Knott Coal Corporation v. Kelly

232 S.W.2d 994 | Ky. Ct. App. | 1949

Reversing.

Appellee, Foister Kelly, an employee of appellant, while in the line of duty, sustained an injury to his left foot. Application was made for compensation. The Referee found appellee's injuries to have resulted in a temporary total disability from March 6, 1947, to *563 July 1, 1947, and thereafter a permanent partial disability of 50% to the left foot as a whole. He awarded full statutory payment for the period of total disability and $7.50 per week thereafter, not to exceed 125 weeks for the compensable period, but further held appellant entitled to credit for those weeks it has paid or pays appellee a weekly wage equal to or in excess of the weekly wage paid appellee at the time of his injury.

Appellee appealed from the Full Board award. After a hearing, the court remanded the case to the Board with directions, the effect of which was to amend its award by deleting therefrom that part which gave appellant the credits above. In other words, the Board applied the Ditty rule. The court held the Ditty rule inapplicable. The employer company prosecutes this appeal.

There appears to be no dispute as to the disability found by the Board or the amount awarded to appellee. The sole question here is whether the court below was in error in holding that appellant was not entitled to be credited by the number of weeks appellee has worked, or will work, for appellant at an equal or greater wage than he was receiving when injured.

Appellee takes the position that the injury was a specific injury as enumerated in KRS 342.105, and apparently the Board seemed to be under the apprehension and belief that the injury was a specific one and included in those enumerated in KRS342.105.

Appellee insists that since the finding was for a specific injury under the above statute the Ditty rule is not applicable. On the other hand, appellant takes the position that even though it was found under the above provision of the statute, still the Ditty rule applies. Both appellant and appellee cite cases which they contend are in support of their separate positions. If, as a matter of fact, the injury is one of the named injuries under KRS 342.105, appellee is correct in his contention.
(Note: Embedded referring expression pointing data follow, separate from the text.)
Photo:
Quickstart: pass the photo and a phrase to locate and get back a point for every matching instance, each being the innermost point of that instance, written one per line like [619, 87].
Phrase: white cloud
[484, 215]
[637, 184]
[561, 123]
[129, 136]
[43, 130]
The rule as set out in Atlas Coal Co. v. Moore, 298 Ky. 767,184 S.W.2d 76, we think to be the proper rule in cases involving the named injuries in KRS 342.105, and as said there, "Once a determination has *564 been made the amount of compensation is automatically fixed by the statute, and neither the Board nor the courts are authorized to increase or reduce the amount." It was further stated: "In any event, we are constrained to hold that the clear-cut mandate of KRS 342.105 must be carried out; namely, the payment of the designated compensation for the specified injuries."

However, the confusion here seems to arise, if there is confusion, by mistakenly treating the injury as a specific under KRS 342.105, when clearly it falls under KRS 342.110 dealing with other partial permanent disabilities. There was no loss of the foot. The injury resulted in a high percentage of ankylosis and the Board found a 50 per cent partial permanent disability to the foot as a whole. So finding, it limited the compensation in accordance with KRS 342.110, which provides: "In no event shall compensation for an injury to a member exceed the amount allowable for the loss of such member."

Patton v. Travis et al., 298 Ky. 678, 183 S.W.2d 956, has been cited and relied upon, but it will be noted there that the evidence showed appellee's injury resulted in a 30 to 50 per cent disability to his hand as a whole, while the Board found a disability to the body as a whole. While saying that the Ditty rule was applicable, the judgment was reversed because there was no evidence that appellee sustained any disability to his body as a whole or which he would not have sustained had he lost his entire hand. The Patton case, like this, was not one of the specific losses named in KRS 342.105. Since it is not one of the specifies, the mere fact that the compensation was limited to an amount not in excess of the amount liable for the loss of such member does not at all throw it back under KRS342.105. The Board merely found that the disability was to the foot as a whole and not such a disability to the body as a whole as would show entitlement to compensation in excess of the loss of the member. Obviously, the Ditty rule is applicable here.

Since the injury arose prior to, our consideration herein is unaffected by and entirely without reference to, the 1948 amended portion of KRS 342.110, which provides: "* * * Compensation payable under this section shall not be affected by the earnings of the *565 employe after the accident, whether they be the same, or greater, or less than prior to the accident."

The judgment is reversed with directions to enter judgment consistent herewith.